Yep. I spend a lot of time on You Tube looking for exactly this type of thing.


----------



## Riplukelee (Jan 1, 2018)

Yep!!


----------



## Jimmy Lee Armel (Jan 1, 2018)

Thanks guys. Just looking for a little feed back. Seems there is a little interest for this


----------



## BillyBob56 (Jan 1, 2018)

Yes


----------



## Rhodes (Jan 2, 2018)

Yes.....would be appreciated.


----------



## Riplukelee (Jan 2, 2018)

Something that talks about the habits, habitat, and movement of LOCAL inshore, near-shore, and offshore fish would be awesome ... I'm not interested in the Keys or the Gulf .. just sayin


----------



## BigGaJon (Jan 2, 2018)

From a guy that rolls the dice and drives down from the metro Atlanta area, I would ABSOLUTELY subscribe and watch the channel! I try to do as much research as I can prior to coming down, and a dedicated channel would probably help my catch numbers a lot.
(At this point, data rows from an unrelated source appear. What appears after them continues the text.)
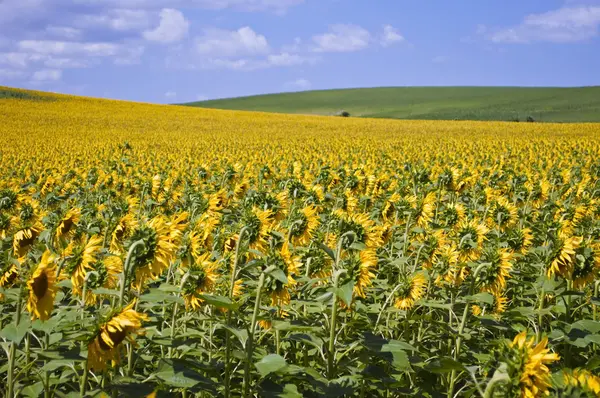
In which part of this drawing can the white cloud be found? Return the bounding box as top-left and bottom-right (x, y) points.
(381, 25), (404, 47)
(489, 6), (600, 43)
(267, 52), (318, 66)
(144, 8), (190, 43)
(18, 40), (120, 57)
(31, 69), (62, 82)
(74, 8), (150, 32)
(313, 24), (371, 52)
(283, 79), (311, 90)
(46, 25), (81, 40)
(0, 68), (26, 81)
(195, 26), (270, 58)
I would be very appreciative.


----------



## LittleDrummerBoy (Jan 2, 2018)

My youtube channel gets over 100,000 views annually and mostly has fishing help videos relating more to Louisiana salt water fishing.  Most of my viewers are in Louisiana and Texas.  I think there would likely be a similar demand in SC and GA for coastal fishing techniques.


----------



## Rabun (Jan 2, 2018)

Yes I would be very interested in learning from those in the know!  Hope you do it


----------



## wedgebolt (Jan 2, 2018)

Bring it on..... I need all the help I can get


----------



## boatbuilder (Jan 2, 2018)

Yes


----------



## WayneB (Jan 2, 2018)

I would subscribe!
It's not that often we get time to come down, and I'd like it to have a chance of being productive.
getting skunked 3 of 4 days last trip was a bummer.


----------



## Scallen2112 (Jan 2, 2018)

Riplukelee said:


> Something that talks about the habits, habitat, and movement of LOCAL inshore, near-shore, and offshore fish would be awesome ... I'm not interested in the Keys or the Gulf .. just sayin



^^^THIS^^^ 

What most channels and how-to's are lacking is education on the fish themselves. Most of us can find places to fish if we know what the fish are doing and why. For instance, when I moved here a few months ago, I was not having a whole lot of luck. One comment from a guy at the marina changed all that for a while. He didn't give me spots, he just said "Trout like to do this...." and I was able to find several "honey holes" by myself just knowing that little piece of info. Knowing how they move seasonally and in reaction to water temps helps a lot - as oposed to "Hey, watch us catch fish."


----------



## brown518 (Jan 3, 2018)

Yes


----------



## georgiaboy34 (Jan 3, 2018)

Yes, interested


----------



## brunofishing (Jan 3, 2018)

Yep


----------



## FUGAZI (Jan 3, 2018)

Definitely interested


----------



## mastercaster (Jan 4, 2018)

Yes!!


----------



## oldboat (Jan 4, 2018)

Yes! Would love to get local info.


----------



## Day trip (Jan 4, 2018)

Absolutely


----------



## perryrip (Jan 5, 2018)

Jimmy, 

Absolutely!


----------



## Bass105 (Jan 6, 2018)

Absolutely.


----------



## Al White (Jan 16, 2018)

Absolutely!


----------



## Redman54 (Jan 19, 2018)

Another Yes


----------



## pine nut (Jan 19, 2018)

Yes!


----------



## Chase4556 (Jan 27, 2018)

Uhhh.... yes please


----------